Castro blasts Obama on May Day5/1/09
Story linkHAVANA (AFP) — Fidel Castro blasted US President Barack Obama Friday in provocative May Day remarks, saying the United States only wanted Cuba to return "to the fold, like slaves."
Castro, 82, who led Cuba for almost 50 years and remains head of the Cuban Communist Party, was not in outreach mode, though Obama and Cuban President Raul Castro, 77, have made remarks aimed at easing Cold War-era tensions.
"Today, they stand ready to forgive us -- as if we would resign ourselves to returning to the fold like slaves, who after tasting freedom, go back to the yoke and whip," Fidel Castro said in a defiant address published in Cuban state media to mark May Day.Obama has said the United States wants to see progress on human rights and political freedom from Cuba. That runs counter to Cuba's main interest in maintaining and projecting the Americas' only communist regime into the future.
Castro, who for decades referred to the United States as the enemy, warned:
"The (US) adversary must never delude itself into thinking that Cuba will surrender."Cuba on Thursday
accused the US government of being an "international criminal" after Washington said it was keeping Cuba on a list of countries that allegedly support terrorism.
The forceful reaction came after the US State Department issued a report lumping Cuba with Iran, Syria and Sudan on a blacklist as sponsors of terrorism.
"The author (of the report) is an international criminal," said Foreign Minister Bruno Rodriguez.
"We do not recognize any political or moral authorities from the government of the United States to create any list, on any subject, nor to certify good or bad behaviors," Cuba's top diplomat said at a press conference.
"In matters of terrorism, the government of the United States has had a long record of state-sponsored acts of terrorism, not only against Cuba."Havana namely accuses Washington of "giving refuge" to Luis Posada Carriles, a one-time CIA operative that Cuba and Venezuela want in connection with the bombing of a Cuban passenger plane in 1976 that killed 73 people.
Posada Carriles was arrested in the United States in 2005 on immigration charges, but was released in May 2007 after a federal judge in Texas dropped the indictment.
Rodriguez also mentioned that the administration of former president George W. Bush "was certified by the world public opinion" as being "aggressive and warmongering," and that it violated international law and carried out torture.
Obama so far has eased a few US sanctions on Cuba. But he has not actively opposed the 47-year-old US economic embargo on Cuba, which Havana says it wants lifted.
Nor has Obama publicly addressed the issue of the US naval base at Guantanamo Bay on Cuba's southeast coast. He has, however, vowed to close the prison camp on the base by January 2010.
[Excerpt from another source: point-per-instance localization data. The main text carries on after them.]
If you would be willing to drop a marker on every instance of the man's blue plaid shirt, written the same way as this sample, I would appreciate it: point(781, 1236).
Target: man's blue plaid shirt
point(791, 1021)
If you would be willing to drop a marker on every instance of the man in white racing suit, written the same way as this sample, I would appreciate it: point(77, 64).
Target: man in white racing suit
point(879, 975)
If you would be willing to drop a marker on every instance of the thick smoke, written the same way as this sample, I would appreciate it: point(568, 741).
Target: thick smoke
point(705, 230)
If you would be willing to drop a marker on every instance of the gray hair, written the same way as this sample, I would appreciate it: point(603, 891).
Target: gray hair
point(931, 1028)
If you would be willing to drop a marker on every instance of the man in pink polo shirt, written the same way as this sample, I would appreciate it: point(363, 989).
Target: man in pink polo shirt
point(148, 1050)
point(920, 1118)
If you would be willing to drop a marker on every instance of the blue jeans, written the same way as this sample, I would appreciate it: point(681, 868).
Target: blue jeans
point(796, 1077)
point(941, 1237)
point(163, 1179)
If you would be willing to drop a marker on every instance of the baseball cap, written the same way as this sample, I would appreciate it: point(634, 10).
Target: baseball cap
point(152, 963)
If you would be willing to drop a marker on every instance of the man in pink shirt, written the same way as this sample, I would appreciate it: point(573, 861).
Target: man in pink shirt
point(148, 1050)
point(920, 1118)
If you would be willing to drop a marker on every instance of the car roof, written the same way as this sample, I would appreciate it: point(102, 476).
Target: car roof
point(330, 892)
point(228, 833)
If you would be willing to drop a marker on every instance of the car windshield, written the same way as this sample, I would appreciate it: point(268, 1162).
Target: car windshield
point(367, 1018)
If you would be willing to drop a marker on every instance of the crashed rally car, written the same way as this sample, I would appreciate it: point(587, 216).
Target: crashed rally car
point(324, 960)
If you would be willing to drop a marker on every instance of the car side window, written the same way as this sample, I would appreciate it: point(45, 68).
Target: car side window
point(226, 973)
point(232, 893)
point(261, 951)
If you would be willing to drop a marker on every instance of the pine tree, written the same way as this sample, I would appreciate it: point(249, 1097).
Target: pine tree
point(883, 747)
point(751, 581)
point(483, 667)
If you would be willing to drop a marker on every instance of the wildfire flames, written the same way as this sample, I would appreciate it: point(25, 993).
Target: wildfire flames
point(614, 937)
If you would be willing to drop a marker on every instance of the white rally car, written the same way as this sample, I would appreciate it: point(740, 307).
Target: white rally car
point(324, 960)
President Raul Castro bluntly declared on Wednesday that
Cuba will not make symbolic "gestures" to appease the United States, even while leaving a door open to more dialogue.
In a first direct Cuban response to a US call for gestures from communist Cuba, Castro told a Non-Aligned Movement meeting in Havana that any forthcoming shows of goodwill must start from the US side.
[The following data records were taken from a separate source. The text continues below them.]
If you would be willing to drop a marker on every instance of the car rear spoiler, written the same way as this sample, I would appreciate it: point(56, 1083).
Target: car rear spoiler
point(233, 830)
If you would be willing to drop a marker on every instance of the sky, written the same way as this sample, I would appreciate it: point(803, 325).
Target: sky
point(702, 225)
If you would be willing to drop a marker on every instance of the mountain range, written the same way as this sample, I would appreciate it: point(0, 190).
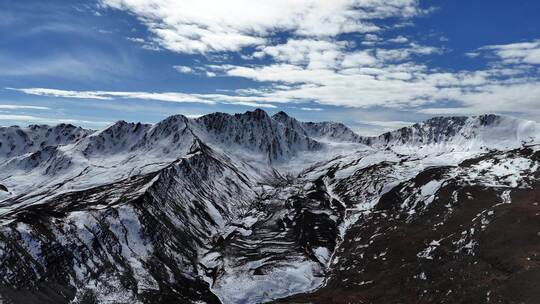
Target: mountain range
point(253, 208)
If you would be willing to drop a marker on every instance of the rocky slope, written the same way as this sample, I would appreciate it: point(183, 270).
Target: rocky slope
point(249, 208)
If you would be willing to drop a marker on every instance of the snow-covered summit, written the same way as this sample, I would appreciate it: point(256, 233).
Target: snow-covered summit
point(324, 131)
point(15, 141)
point(461, 133)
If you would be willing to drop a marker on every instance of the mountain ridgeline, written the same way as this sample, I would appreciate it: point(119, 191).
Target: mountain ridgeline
point(253, 208)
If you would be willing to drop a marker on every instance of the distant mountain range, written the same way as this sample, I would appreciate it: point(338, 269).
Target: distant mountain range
point(252, 208)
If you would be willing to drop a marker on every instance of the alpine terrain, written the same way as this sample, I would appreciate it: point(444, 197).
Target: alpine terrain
point(253, 208)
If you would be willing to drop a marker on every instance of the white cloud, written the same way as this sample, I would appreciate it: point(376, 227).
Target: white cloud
point(176, 97)
point(22, 107)
point(523, 52)
point(311, 109)
point(183, 69)
point(230, 25)
point(399, 39)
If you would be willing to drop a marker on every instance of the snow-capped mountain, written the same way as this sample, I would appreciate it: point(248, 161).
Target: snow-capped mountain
point(15, 141)
point(252, 208)
point(461, 133)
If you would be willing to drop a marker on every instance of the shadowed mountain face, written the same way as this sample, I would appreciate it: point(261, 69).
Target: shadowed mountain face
point(249, 208)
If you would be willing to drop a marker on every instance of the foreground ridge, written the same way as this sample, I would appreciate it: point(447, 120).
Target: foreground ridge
point(252, 208)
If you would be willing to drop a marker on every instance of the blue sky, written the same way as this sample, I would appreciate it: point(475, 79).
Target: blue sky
point(374, 65)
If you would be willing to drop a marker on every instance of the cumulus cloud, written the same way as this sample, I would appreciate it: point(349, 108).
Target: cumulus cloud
point(175, 97)
point(523, 52)
point(22, 107)
point(183, 69)
point(180, 26)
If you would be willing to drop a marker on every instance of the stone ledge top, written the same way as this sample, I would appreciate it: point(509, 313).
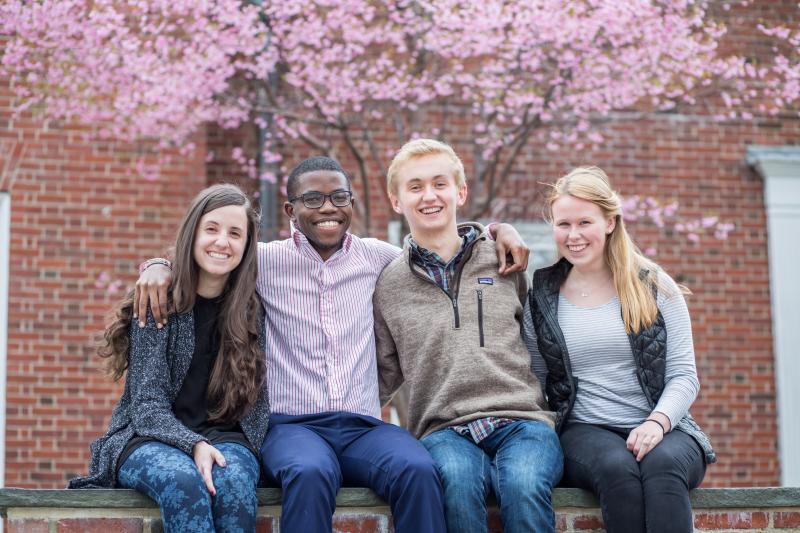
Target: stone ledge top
point(766, 497)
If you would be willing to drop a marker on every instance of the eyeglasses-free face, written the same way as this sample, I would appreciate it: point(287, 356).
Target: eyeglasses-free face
point(315, 200)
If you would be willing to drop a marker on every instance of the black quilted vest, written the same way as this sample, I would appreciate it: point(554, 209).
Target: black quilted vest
point(649, 348)
point(649, 345)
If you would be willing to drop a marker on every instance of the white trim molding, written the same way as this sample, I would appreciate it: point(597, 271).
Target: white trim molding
point(779, 166)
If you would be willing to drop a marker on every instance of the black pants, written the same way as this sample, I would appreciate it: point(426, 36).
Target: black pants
point(652, 495)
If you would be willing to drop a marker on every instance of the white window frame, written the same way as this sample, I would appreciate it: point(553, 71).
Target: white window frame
point(780, 168)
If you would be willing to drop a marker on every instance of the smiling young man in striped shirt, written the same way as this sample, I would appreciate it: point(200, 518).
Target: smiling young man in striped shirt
point(450, 329)
point(325, 428)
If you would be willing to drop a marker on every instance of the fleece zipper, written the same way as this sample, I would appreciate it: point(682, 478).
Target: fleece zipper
point(480, 315)
point(453, 294)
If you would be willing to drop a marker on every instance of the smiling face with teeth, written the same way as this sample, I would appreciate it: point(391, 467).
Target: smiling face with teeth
point(427, 194)
point(219, 244)
point(326, 226)
point(580, 231)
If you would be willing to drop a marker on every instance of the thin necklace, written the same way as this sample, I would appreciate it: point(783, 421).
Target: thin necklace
point(585, 292)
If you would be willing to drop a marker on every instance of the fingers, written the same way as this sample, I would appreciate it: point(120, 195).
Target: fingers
point(501, 260)
point(520, 255)
point(162, 301)
point(219, 458)
point(141, 299)
point(640, 442)
point(205, 471)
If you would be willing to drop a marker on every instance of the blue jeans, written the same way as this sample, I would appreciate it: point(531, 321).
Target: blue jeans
point(520, 462)
point(311, 456)
point(171, 478)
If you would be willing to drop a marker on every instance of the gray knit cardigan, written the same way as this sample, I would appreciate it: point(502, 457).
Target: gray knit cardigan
point(159, 361)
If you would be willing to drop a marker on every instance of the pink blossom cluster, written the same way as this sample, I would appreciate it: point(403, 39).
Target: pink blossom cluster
point(784, 83)
point(661, 214)
point(145, 69)
point(555, 65)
"Cuba is not the one that stops its country's businessmen from doing business with ours; Cuba is not the one punishing financial transactions by US banks," the Cuban leader said.
"Cuba does not have a military base on US territory against the will of its people," he stressed in a clear reference to the Guantanamo prison, steeped in controversy worldwide.
Havana has demanded that the United States leave the Guantanamo base for decades, but Washington insists it has a right to stay.